Cantautori e cantautrici, un dizionario che è anche un valido contributo all’industria musicale, un’idea sopra le righe di Michele Negri. Il direttore di Vinile è stato intervistato da Luca Rossi, su Radio Cusano Campus, sul tema. “Parte dal 2000, ma ho dovuto dare un periodo di grazia di una decina d’anni, non potevo certo escludere Max Gazzè, Carmen Consoli, Vinicio Capossela, Daniele Silvestri, che sono fondamentali per il nuovo millennio; diciamo dal 90 in poi con qualche eccezione. Nada è l’eccezione più grossa, esordisce nel 1968, ma dal 2000 diventa una cantautrice di tutt’altro stile e livello rispetto all’artista che era prima, comunque dignitosissima.”
Cantautori e cantautrici, perché?
“Da piccolo catalogavo i poteri dei supereroi, è una mia indole innata, è nel mio dna: lavoro nella musica da tantissimi anni quando fui inserito nella commissione targhe Tenco per facilitare il lavoro dei giurati, ho scoperto che esisteva un mondo sommerso magico, magnifico, e ho cominciato a scavare sempre più in profondità e conoscendo personalmente questi artisti, mi sono reso conto che molti soffrivano di scarsa visibilità che i media nazionali, le grandi risorse televisive non aiutano. La Rai in particolare è abbastanza cieca rispetto a questa cosa. Dirigo una rivista che chiama Vinile e ho cominciato a privilegiare recensioni di artisti indipendenti e piano piano mi è venuta voglia di catalogarli, fare un censimento. Mi sono concentrato su cantautori e cantautrici e mi sono detto devo arrivare a mille, e poi mi sono reso conto che ce n’erano altri due, trecento e altri ancora, fino a rendermi conto che potevo arrivare al mio anno di nascita cercandone altri”.
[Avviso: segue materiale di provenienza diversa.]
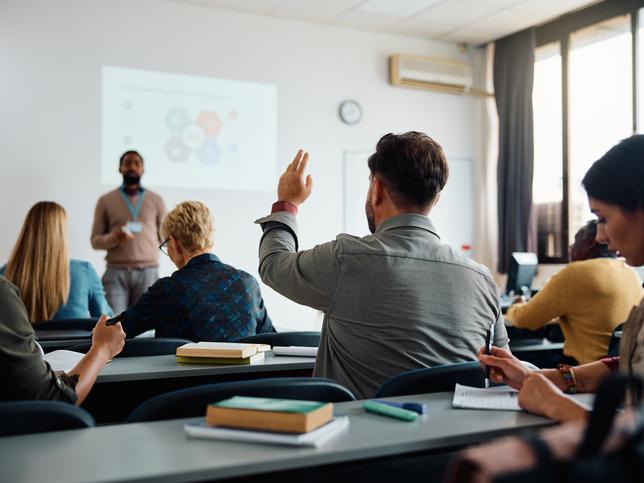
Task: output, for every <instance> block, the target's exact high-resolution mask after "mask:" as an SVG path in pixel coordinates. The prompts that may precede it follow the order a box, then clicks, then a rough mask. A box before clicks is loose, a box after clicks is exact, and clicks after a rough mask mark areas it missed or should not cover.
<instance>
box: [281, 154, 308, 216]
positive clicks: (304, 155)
mask: <svg viewBox="0 0 644 483" xmlns="http://www.w3.org/2000/svg"><path fill="white" fill-rule="evenodd" d="M308 161H309V153H307V152H306V151H304V150H302V149H300V150H298V152H297V154H296V155H295V157H294V158H293V161H291V164H289V165H288V166H287V168H286V171H284V174H282V176H281V177H280V181H279V184H278V185H277V200H278V201H288V202H290V203H293V204H294V205H296V206H299V205H301V204H302V203H304V202H305V201H306V199H307V198H308V197H309V196H310V195H311V190H312V189H313V178H311V175H310V174H309V175H308V176H306V177H305V176H304V171H305V169H306V164H307V163H308Z"/></svg>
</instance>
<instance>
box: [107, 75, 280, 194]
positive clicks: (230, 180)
mask: <svg viewBox="0 0 644 483" xmlns="http://www.w3.org/2000/svg"><path fill="white" fill-rule="evenodd" d="M102 74H103V79H102V80H103V111H102V118H103V127H102V133H103V138H102V143H103V149H102V158H103V159H102V174H103V175H102V181H103V183H105V184H109V185H114V184H118V183H120V182H121V175H120V174H119V173H118V159H119V157H120V156H121V154H122V153H123V152H124V151H127V150H130V149H133V150H136V151H139V152H140V153H141V154H142V155H143V157H144V159H145V178H144V183H145V184H146V185H151V186H168V187H182V188H183V187H185V188H208V189H222V190H235V191H272V190H274V189H275V186H276V182H277V86H274V85H269V84H259V83H255V82H244V81H234V80H225V79H214V78H207V77H196V76H188V75H178V74H168V73H163V72H153V71H146V70H138V69H124V68H120V67H110V66H104V67H103V73H102Z"/></svg>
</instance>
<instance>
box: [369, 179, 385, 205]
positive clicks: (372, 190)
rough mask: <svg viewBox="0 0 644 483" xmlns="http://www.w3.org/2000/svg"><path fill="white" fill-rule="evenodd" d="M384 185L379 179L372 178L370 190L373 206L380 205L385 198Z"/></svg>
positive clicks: (379, 179)
mask: <svg viewBox="0 0 644 483" xmlns="http://www.w3.org/2000/svg"><path fill="white" fill-rule="evenodd" d="M384 190H385V185H384V183H383V182H382V181H380V178H378V177H377V176H374V178H373V182H372V188H371V202H372V203H373V204H374V205H375V206H378V205H381V204H382V202H383V200H384V197H385V192H384Z"/></svg>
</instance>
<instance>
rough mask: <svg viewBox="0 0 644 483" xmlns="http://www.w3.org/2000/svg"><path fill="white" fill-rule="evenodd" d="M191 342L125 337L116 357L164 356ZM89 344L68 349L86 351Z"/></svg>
mask: <svg viewBox="0 0 644 483" xmlns="http://www.w3.org/2000/svg"><path fill="white" fill-rule="evenodd" d="M191 342H192V341H191V340H188V339H163V338H158V339H157V338H155V337H144V338H141V339H126V340H125V346H124V347H123V350H122V351H121V352H120V353H119V354H118V355H117V356H116V357H139V356H165V355H170V354H175V353H176V351H177V347H179V346H182V345H183V344H189V343H191ZM91 346H92V344H91V343H89V342H86V343H83V344H77V345H74V346H72V347H70V348H69V349H68V350H70V351H76V352H83V353H87V351H88V350H89V348H90V347H91Z"/></svg>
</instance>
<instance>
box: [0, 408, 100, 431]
mask: <svg viewBox="0 0 644 483" xmlns="http://www.w3.org/2000/svg"><path fill="white" fill-rule="evenodd" d="M95 425H96V423H95V422H94V418H92V416H90V414H89V413H88V412H87V411H85V410H84V409H82V408H79V407H76V406H74V405H73V404H69V403H64V402H59V401H10V402H1V403H0V436H14V435H18V434H32V433H46V432H49V431H63V430H65V429H81V428H91V427H93V426H95Z"/></svg>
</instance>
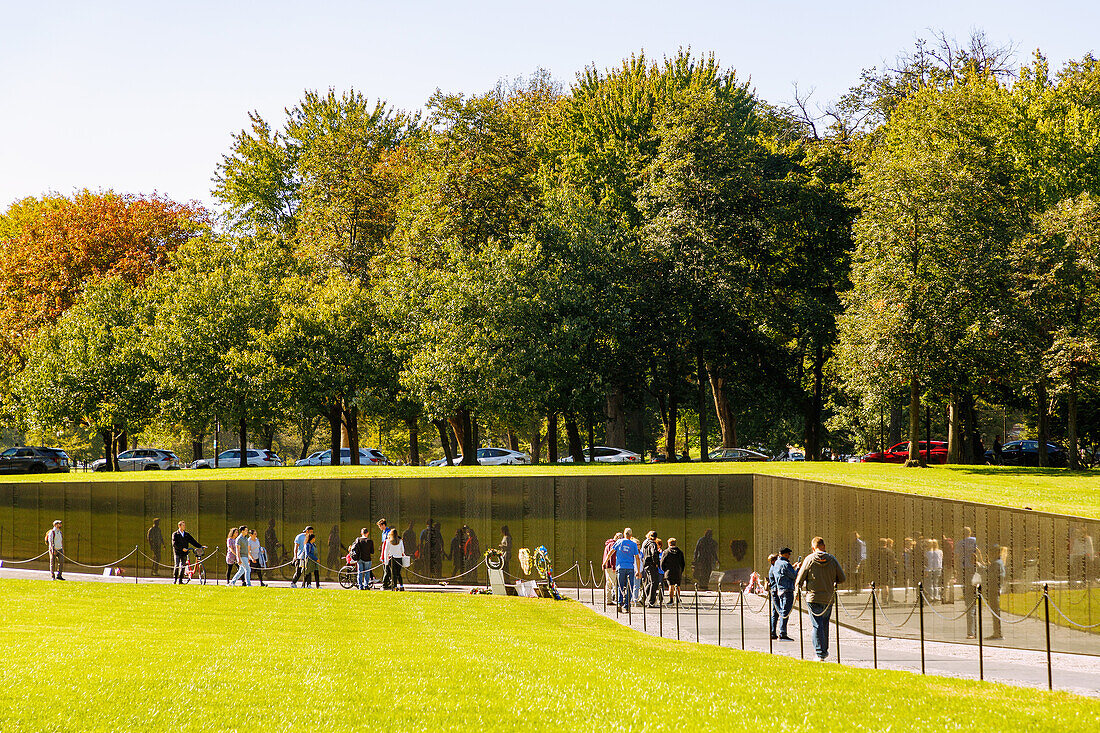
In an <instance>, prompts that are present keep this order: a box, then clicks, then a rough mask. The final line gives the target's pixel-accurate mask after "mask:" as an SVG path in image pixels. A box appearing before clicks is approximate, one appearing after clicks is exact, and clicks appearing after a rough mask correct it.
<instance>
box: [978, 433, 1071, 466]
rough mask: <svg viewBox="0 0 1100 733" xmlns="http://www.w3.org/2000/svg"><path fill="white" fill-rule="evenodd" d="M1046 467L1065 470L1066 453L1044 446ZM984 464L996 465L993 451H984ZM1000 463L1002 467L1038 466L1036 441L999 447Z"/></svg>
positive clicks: (1023, 442) (1054, 448)
mask: <svg viewBox="0 0 1100 733" xmlns="http://www.w3.org/2000/svg"><path fill="white" fill-rule="evenodd" d="M1046 459H1047V466H1051V467H1053V468H1065V467H1066V466H1067V464H1068V462H1069V458H1068V456H1067V455H1066V451H1065V450H1064V449H1063V448H1062V447H1059V446H1056V445H1054V444H1053V442H1048V444H1046ZM986 462H987V463H990V464H996V463H997V460H996V459H994V458H993V451H992V450H987V451H986ZM1001 463H1002V464H1004V466H1038V440H1010V441H1008V442H1007V444H1004V445H1003V446H1001Z"/></svg>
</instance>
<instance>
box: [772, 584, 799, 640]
mask: <svg viewBox="0 0 1100 733" xmlns="http://www.w3.org/2000/svg"><path fill="white" fill-rule="evenodd" d="M774 601H775V605H774V606H772V608H774V609H775V615H777V616H778V621H779V634H778V636H787V635H788V634H787V622H788V621H790V620H791V609H792V608H794V591H793V590H782V589H780V590H779V591H777V592H775V598H774ZM774 630H775V625H774V624H773V625H772V633H774Z"/></svg>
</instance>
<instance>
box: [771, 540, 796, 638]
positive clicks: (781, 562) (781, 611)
mask: <svg viewBox="0 0 1100 733" xmlns="http://www.w3.org/2000/svg"><path fill="white" fill-rule="evenodd" d="M796 577H798V573H796V572H794V566H792V565H791V548H790V547H784V548H783V549H781V550H779V557H778V558H775V564H774V565H772V566H771V570H769V571H768V584H769V586H770V587H771V590H772V592H773V593H774V594H775V595H774V602H775V614H774V619H773V620H772V627H771V637H772V638H781V639H783V641H784V642H791V641H793V639H792V638H791V637H790V636H788V635H787V620H788V619H790V616H791V609H792V608H794V579H795V578H796ZM777 622H778V623H777Z"/></svg>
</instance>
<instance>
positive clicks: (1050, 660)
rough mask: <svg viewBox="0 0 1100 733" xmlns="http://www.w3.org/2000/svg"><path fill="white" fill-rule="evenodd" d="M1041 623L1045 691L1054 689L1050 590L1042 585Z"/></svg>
mask: <svg viewBox="0 0 1100 733" xmlns="http://www.w3.org/2000/svg"><path fill="white" fill-rule="evenodd" d="M1043 622H1044V624H1045V625H1046V689H1048V690H1053V689H1054V671H1053V669H1052V668H1051V589H1049V587H1048V586H1047V584H1046V583H1043Z"/></svg>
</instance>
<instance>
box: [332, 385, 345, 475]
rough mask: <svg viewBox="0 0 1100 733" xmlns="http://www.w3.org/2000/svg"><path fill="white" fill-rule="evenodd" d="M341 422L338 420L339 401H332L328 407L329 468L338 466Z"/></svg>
mask: <svg viewBox="0 0 1100 733" xmlns="http://www.w3.org/2000/svg"><path fill="white" fill-rule="evenodd" d="M342 423H343V420H341V419H340V401H339V400H334V401H333V402H332V404H331V405H329V451H330V452H329V466H340V449H341V448H342V447H343V446H342V442H341V439H342V437H343V436H342V435H341V430H342V429H343V424H342Z"/></svg>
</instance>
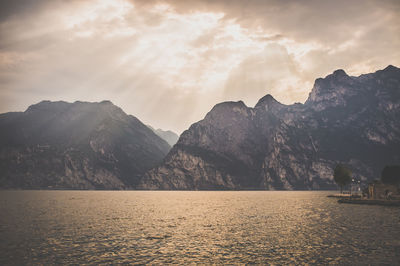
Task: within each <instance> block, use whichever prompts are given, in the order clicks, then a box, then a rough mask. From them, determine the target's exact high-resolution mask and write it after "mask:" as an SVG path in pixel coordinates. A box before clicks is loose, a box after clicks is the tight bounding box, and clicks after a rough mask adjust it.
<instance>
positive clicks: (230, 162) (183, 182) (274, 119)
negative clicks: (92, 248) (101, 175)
mask: <svg viewBox="0 0 400 266" xmlns="http://www.w3.org/2000/svg"><path fill="white" fill-rule="evenodd" d="M399 117H400V69H399V68H397V67H394V66H388V67H387V68H385V69H384V70H380V71H377V72H375V73H371V74H366V75H361V76H359V77H352V76H348V75H347V74H346V73H345V72H344V71H343V70H336V71H335V72H333V73H332V74H330V75H328V76H327V77H325V78H319V79H317V80H316V81H315V84H314V87H313V89H312V91H311V93H310V95H309V97H308V99H307V101H306V102H305V104H299V103H297V104H293V105H283V104H280V103H279V102H277V101H276V100H275V99H274V98H273V97H272V96H271V95H266V96H265V97H263V98H262V99H260V100H259V102H258V103H257V104H256V106H255V107H254V108H250V107H247V106H246V105H245V104H244V103H243V102H242V101H239V102H224V103H220V104H217V105H216V106H214V108H213V109H212V110H211V111H210V112H209V113H208V114H207V115H206V116H205V118H204V119H203V120H201V121H199V122H197V123H195V124H193V125H192V126H191V127H190V128H189V129H188V130H186V131H185V132H183V133H182V134H181V136H180V138H179V141H178V142H177V144H176V145H175V146H174V147H173V148H172V150H171V151H170V152H169V153H168V155H167V156H166V158H165V159H164V161H163V163H162V165H160V166H158V167H156V168H154V169H152V170H150V171H149V172H148V173H147V174H146V176H145V177H144V178H143V180H142V181H141V184H140V186H139V187H140V188H142V189H287V190H292V189H331V188H335V187H336V186H335V184H334V181H333V177H332V174H333V170H332V169H333V168H334V166H335V165H336V164H337V163H343V164H347V165H349V166H350V167H351V168H352V170H353V173H354V177H356V178H358V179H361V180H364V181H367V180H371V179H374V178H377V177H379V173H380V171H381V170H382V168H383V167H384V165H386V164H399V163H400V119H399Z"/></svg>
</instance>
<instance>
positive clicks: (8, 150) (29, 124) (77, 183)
mask: <svg viewBox="0 0 400 266" xmlns="http://www.w3.org/2000/svg"><path fill="white" fill-rule="evenodd" d="M169 149H170V146H169V145H168V144H167V143H166V142H165V141H164V140H162V139H161V138H160V137H158V136H157V135H156V134H154V133H153V132H152V131H151V130H150V129H149V128H147V127H146V126H145V125H144V124H142V123H141V122H140V121H139V120H138V119H137V118H135V117H133V116H130V115H127V114H125V113H124V112H123V111H122V110H121V109H120V108H118V107H117V106H115V105H113V104H112V103H111V102H108V101H104V102H101V103H86V102H75V103H66V102H49V101H43V102H41V103H39V104H36V105H32V106H30V107H29V108H28V109H27V110H26V111H25V112H20V113H6V114H1V115H0V187H2V188H66V189H126V188H135V187H136V185H137V184H138V182H139V180H140V178H141V176H142V175H143V173H144V172H146V171H147V170H149V169H150V168H152V167H154V166H155V165H156V164H157V163H159V162H161V160H162V159H163V158H164V156H165V155H166V154H167V152H168V151H169Z"/></svg>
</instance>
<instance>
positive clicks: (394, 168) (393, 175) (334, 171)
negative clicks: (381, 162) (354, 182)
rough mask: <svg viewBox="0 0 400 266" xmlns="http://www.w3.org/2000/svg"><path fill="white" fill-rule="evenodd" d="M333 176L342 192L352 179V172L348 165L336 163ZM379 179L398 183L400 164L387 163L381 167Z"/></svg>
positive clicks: (352, 177) (385, 183)
mask: <svg viewBox="0 0 400 266" xmlns="http://www.w3.org/2000/svg"><path fill="white" fill-rule="evenodd" d="M333 178H334V180H335V182H336V184H338V186H339V187H340V193H343V187H345V186H346V185H348V184H350V183H351V182H352V180H353V177H352V172H351V170H350V168H349V167H347V166H345V165H343V164H338V165H336V167H335V169H334V171H333ZM380 181H381V182H382V183H384V184H390V185H400V165H387V166H385V167H384V168H383V169H382V172H381V179H380Z"/></svg>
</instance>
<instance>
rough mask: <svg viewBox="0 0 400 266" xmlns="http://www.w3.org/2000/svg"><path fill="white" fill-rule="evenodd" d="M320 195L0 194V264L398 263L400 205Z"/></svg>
mask: <svg viewBox="0 0 400 266" xmlns="http://www.w3.org/2000/svg"><path fill="white" fill-rule="evenodd" d="M327 194H328V193H327V192H269V191H266V192H263V191H254V192H253V191H252V192H247V191H241V192H192V191H188V192H172V191H157V192H155V191H124V192H122V191H0V215H1V216H0V239H1V241H0V264H2V265H4V264H26V263H34V264H37V263H40V264H54V263H57V264H58V263H63V264H65V263H93V264H95V263H125V262H136V263H180V264H181V263H276V264H287V263H292V264H293V263H295V264H298V263H315V264H326V263H333V264H354V263H356V264H399V263H400V208H393V207H382V206H363V205H350V204H342V205H341V204H338V203H337V202H336V199H333V198H327V197H326V195H327Z"/></svg>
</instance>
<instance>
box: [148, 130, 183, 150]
mask: <svg viewBox="0 0 400 266" xmlns="http://www.w3.org/2000/svg"><path fill="white" fill-rule="evenodd" d="M147 126H148V127H149V128H150V129H151V130H153V132H154V133H156V134H157V135H158V136H159V137H160V138H162V139H163V140H165V141H166V142H167V143H168V144H169V145H170V146H171V147H172V146H174V145H175V143H177V142H178V139H179V136H178V135H177V134H176V133H175V132H173V131H171V130H162V129H161V128H159V129H154V128H153V127H152V126H150V125H147Z"/></svg>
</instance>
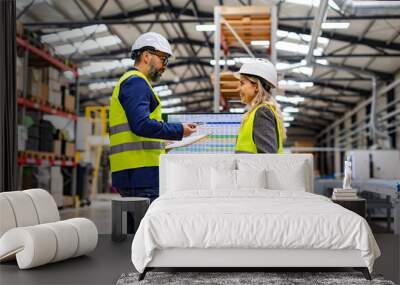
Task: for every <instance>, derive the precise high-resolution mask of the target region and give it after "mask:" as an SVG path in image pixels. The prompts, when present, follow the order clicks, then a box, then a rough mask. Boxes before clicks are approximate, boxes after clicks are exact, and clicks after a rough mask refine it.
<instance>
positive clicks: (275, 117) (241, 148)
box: [235, 103, 283, 153]
mask: <svg viewBox="0 0 400 285" xmlns="http://www.w3.org/2000/svg"><path fill="white" fill-rule="evenodd" d="M262 106H266V107H268V108H269V109H270V110H271V111H272V113H273V114H274V117H275V122H276V125H277V128H278V153H282V152H283V143H282V137H283V134H282V131H281V129H282V128H281V124H282V122H281V121H280V120H279V119H278V114H277V112H276V109H275V107H274V106H273V105H271V104H268V103H261V104H260V105H258V106H257V107H256V108H254V110H253V111H251V113H250V114H249V116H248V117H247V119H246V121H244V122H243V123H242V125H241V126H240V129H239V136H238V139H237V142H236V149H235V150H236V152H248V153H257V146H256V144H255V143H254V139H253V127H254V118H255V116H256V112H257V110H258V109H259V108H260V107H262Z"/></svg>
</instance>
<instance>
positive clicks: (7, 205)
mask: <svg viewBox="0 0 400 285" xmlns="http://www.w3.org/2000/svg"><path fill="white" fill-rule="evenodd" d="M16 226H17V223H16V221H15V216H14V211H13V209H12V208H11V204H10V202H9V201H8V199H7V198H6V197H3V196H1V195H0V238H1V236H2V235H3V234H4V233H5V232H6V231H8V230H9V229H12V228H15V227H16Z"/></svg>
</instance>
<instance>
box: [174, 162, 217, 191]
mask: <svg viewBox="0 0 400 285" xmlns="http://www.w3.org/2000/svg"><path fill="white" fill-rule="evenodd" d="M167 184H168V190H169V191H187V190H197V189H210V188H211V177H210V167H199V166H193V165H186V164H176V163H169V164H168V179H167Z"/></svg>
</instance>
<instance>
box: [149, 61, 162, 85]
mask: <svg viewBox="0 0 400 285" xmlns="http://www.w3.org/2000/svg"><path fill="white" fill-rule="evenodd" d="M162 74H163V71H161V70H157V68H156V67H155V66H154V65H152V64H151V65H150V69H149V79H150V80H151V81H152V82H157V81H158V80H159V79H160V77H161V75H162Z"/></svg>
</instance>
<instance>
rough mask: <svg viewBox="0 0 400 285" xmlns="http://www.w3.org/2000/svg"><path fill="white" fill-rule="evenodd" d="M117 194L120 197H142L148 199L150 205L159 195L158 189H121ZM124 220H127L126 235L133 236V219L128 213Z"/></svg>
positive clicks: (133, 222) (139, 188)
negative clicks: (147, 198)
mask: <svg viewBox="0 0 400 285" xmlns="http://www.w3.org/2000/svg"><path fill="white" fill-rule="evenodd" d="M117 190H118V193H119V194H120V195H121V197H144V198H149V199H150V203H152V202H153V201H154V200H155V199H156V198H158V194H159V188H158V187H157V188H135V189H134V188H121V189H119V188H118V189H117ZM126 219H127V223H128V225H127V229H126V231H127V234H133V233H134V225H135V223H134V219H133V214H132V213H130V212H127V213H126Z"/></svg>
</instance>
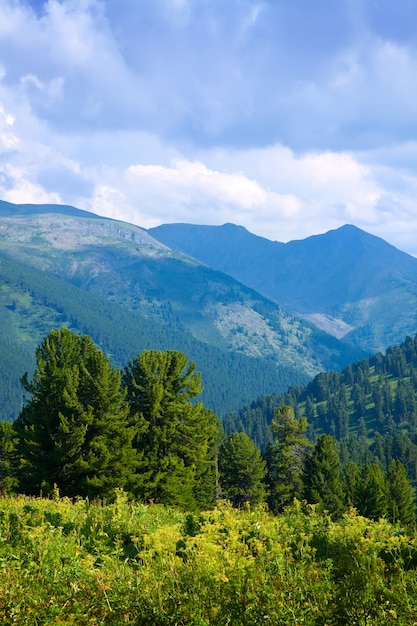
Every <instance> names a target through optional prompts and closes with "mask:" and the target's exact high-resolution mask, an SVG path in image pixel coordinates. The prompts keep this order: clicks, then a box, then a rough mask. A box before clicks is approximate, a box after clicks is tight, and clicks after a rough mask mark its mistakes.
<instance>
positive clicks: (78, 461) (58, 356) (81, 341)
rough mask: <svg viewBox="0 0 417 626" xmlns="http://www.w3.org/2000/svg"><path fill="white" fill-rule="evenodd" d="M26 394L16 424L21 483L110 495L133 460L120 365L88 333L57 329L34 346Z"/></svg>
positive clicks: (132, 468) (124, 476) (134, 465)
mask: <svg viewBox="0 0 417 626" xmlns="http://www.w3.org/2000/svg"><path fill="white" fill-rule="evenodd" d="M36 359H37V368H36V370H35V374H34V376H33V379H32V380H31V381H29V380H28V376H27V375H25V376H24V377H23V385H24V388H25V390H26V392H27V393H28V394H30V395H29V397H28V399H27V401H26V404H25V406H24V407H23V409H22V411H21V413H20V415H19V417H18V419H17V420H16V422H15V425H14V428H15V432H16V436H17V454H18V457H19V460H20V466H19V468H18V477H19V482H20V488H21V489H23V490H24V491H25V492H26V493H29V494H34V495H36V494H38V493H39V492H40V491H43V492H44V493H51V492H52V490H53V489H54V488H55V487H54V486H55V485H56V486H57V487H58V488H59V489H60V490H61V492H62V493H63V494H65V495H69V496H77V495H81V496H90V497H95V496H100V497H111V495H112V493H113V492H114V489H115V488H116V487H123V486H125V485H126V483H127V481H128V478H129V474H130V473H131V472H132V470H133V469H134V467H135V453H134V450H133V448H132V445H131V442H132V437H133V434H134V431H133V429H132V428H131V427H128V406H127V404H126V403H125V401H124V393H122V391H121V378H120V372H119V370H117V369H115V368H113V367H112V366H111V364H110V362H109V360H108V359H107V358H106V357H105V356H104V354H103V353H102V352H101V351H100V350H98V349H97V348H96V346H95V345H94V343H93V342H92V340H91V339H90V338H89V337H88V336H86V335H83V336H80V335H75V334H72V333H71V332H70V331H69V330H68V329H62V330H55V331H51V333H50V334H49V335H48V337H46V338H45V339H44V341H43V342H42V344H41V345H40V346H39V347H38V349H37V351H36Z"/></svg>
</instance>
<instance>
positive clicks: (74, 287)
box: [0, 254, 308, 421]
mask: <svg viewBox="0 0 417 626" xmlns="http://www.w3.org/2000/svg"><path fill="white" fill-rule="evenodd" d="M89 267H90V266H89ZM0 278H1V282H2V285H3V286H2V289H0V322H1V329H2V332H1V334H0V357H1V360H2V363H3V364H4V367H3V368H2V371H1V372H0V395H1V398H2V412H1V418H2V420H10V421H13V420H14V419H16V417H17V415H18V414H19V412H20V409H21V405H22V390H21V385H20V378H21V376H22V373H23V372H25V371H28V372H29V373H30V374H32V373H33V371H34V368H35V365H36V363H35V360H34V358H33V354H34V352H35V349H36V346H37V345H38V344H39V343H40V342H41V341H42V340H43V338H44V337H45V336H46V335H47V334H48V333H49V332H50V331H51V330H53V329H55V328H58V327H68V328H70V329H71V330H72V331H73V332H77V333H79V334H86V335H89V336H90V337H91V338H92V339H93V341H94V342H95V343H96V345H97V346H99V347H100V349H102V350H103V352H104V353H105V354H106V355H109V357H110V358H111V360H112V363H113V365H115V366H117V367H124V365H125V364H126V363H127V362H128V361H129V360H130V359H132V358H133V357H134V355H136V354H138V353H139V352H140V351H142V350H146V349H157V350H166V349H168V348H169V349H176V350H179V351H182V352H184V353H185V354H187V355H189V357H190V358H191V359H192V360H193V361H194V362H195V363H196V364H197V366H198V369H199V371H201V373H202V376H203V378H204V381H205V389H204V391H203V393H202V400H203V402H204V404H205V405H206V406H208V407H210V408H211V409H212V410H214V411H215V412H216V414H218V415H220V416H224V415H225V414H226V413H227V412H228V411H231V410H232V409H233V408H234V407H236V406H241V405H242V404H243V403H245V402H249V401H250V400H251V399H252V398H254V397H256V396H257V395H259V394H265V393H271V392H273V391H276V390H278V391H284V390H285V389H286V388H287V387H288V386H289V385H291V384H294V383H295V382H300V383H301V382H307V380H308V377H307V376H306V375H305V374H304V373H302V372H300V370H298V369H295V368H293V367H288V366H283V365H281V364H277V363H273V362H271V361H266V360H265V359H263V358H251V357H248V356H245V355H244V354H239V353H236V352H228V351H225V350H224V349H220V348H218V347H216V346H214V345H208V344H207V343H206V342H205V341H197V340H196V339H195V338H194V337H193V336H192V335H191V333H189V332H186V331H184V327H183V326H181V324H178V321H176V322H175V319H174V320H171V322H170V323H169V324H168V321H169V320H166V322H167V323H166V324H164V323H163V321H161V320H160V319H159V320H156V319H155V318H152V316H151V317H148V316H147V315H149V312H148V313H147V314H141V313H140V312H139V311H137V310H128V309H127V308H126V307H124V306H121V305H117V304H115V303H114V298H112V296H111V294H110V293H109V294H108V295H109V299H108V300H106V299H105V298H103V297H100V296H99V295H98V294H96V293H89V292H87V291H84V290H83V289H81V288H80V287H77V286H75V285H73V284H70V283H68V282H65V281H64V280H60V279H58V278H57V277H56V276H51V275H48V274H47V273H46V272H42V271H39V270H37V269H35V268H33V267H29V266H28V265H25V264H23V263H20V262H18V261H16V260H13V259H11V258H9V257H7V256H6V255H4V254H0ZM106 280H108V277H106Z"/></svg>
Le carriere musicali: il fattore che lega gli artisti?
“Una cosa che accomuna tutti è l’invisibilità, nel senso che non ci sono spazi per chi fa musica, la musica live è sempre più in difficoltà, e con la pandemia si è aggravata non tanto per il fatto che non si potesse suonare, che è ovvio, ma per il fatto che molti artisti di fascia alta non potendo suonare sono andati ad occupare spazi nei media che prima non occupavano. Quelli che occupavano gli spazi intermedi sono scesi più in basso, ad occupare spazi più piccoli, e per i piccoli non ci sono più possibilità – ha aggiunto l’autore – per quanto riguarda Sanremo è una kermesse che non ha più la funzione di vetrina, sono gli artisti che sono la vetrina di Sanremo. Sanremo ha perso la funzione di vetrina. Scelgono persone che hanno già un pubblico, è lo stesso discorso che si fa per i locali: quanta gente mi porti? L’Italia è dicotomica per quanto riguarda la musica, da una parte il revival, tutti programmi che vanno a toccare un pubblico di una fascia d’età avanzata, dall’altro si rincorre lo streaming, la visualizzazione non c’è più il Discoring di una volta.”